PaolaVE ha scritto il 29-12-2011 ore 18:56
Un poco alla volta, leggendo i vostri articoli, incomincio ad imparare qualche cosa di metereologia.
Ho imparato che gli indici AO e NAO ci dicono che di inverno ne vedremo poco per ora, che questo vortice polare fortissimo tiene per sè tutto il gelo e la neve.
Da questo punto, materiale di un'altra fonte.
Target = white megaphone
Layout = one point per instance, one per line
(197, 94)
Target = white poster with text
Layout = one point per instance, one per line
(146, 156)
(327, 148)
Meglio non farsi illusioni, chissà che a fine gennaio o a febbraio non ci siano drastici cambiamenti e che un po' di gelo possa scendere più in basso anche se per quelle date l'inverno sarà oramai agli sgoccioli!
valentino ha scritto il 29-12-2011 ore 18:55
Quindi come già ho avuto modo di affermare è inutile vedere previsioni come quelle di ecmwf che fino all'altro ieri dava un importante irruzzione artico marittima sulle nostre regioni per l'epifania se gli indici climatici parlano chiaramente di un'impossibilità al verificarsi di ciò e bisogna sempre valutare le due cose assieme cioè la previsione dei modelli (meglio gfs) comparata con gli indici climatici, solo così le previsioni possono essere piu realistiche. Saluti alla redazione :)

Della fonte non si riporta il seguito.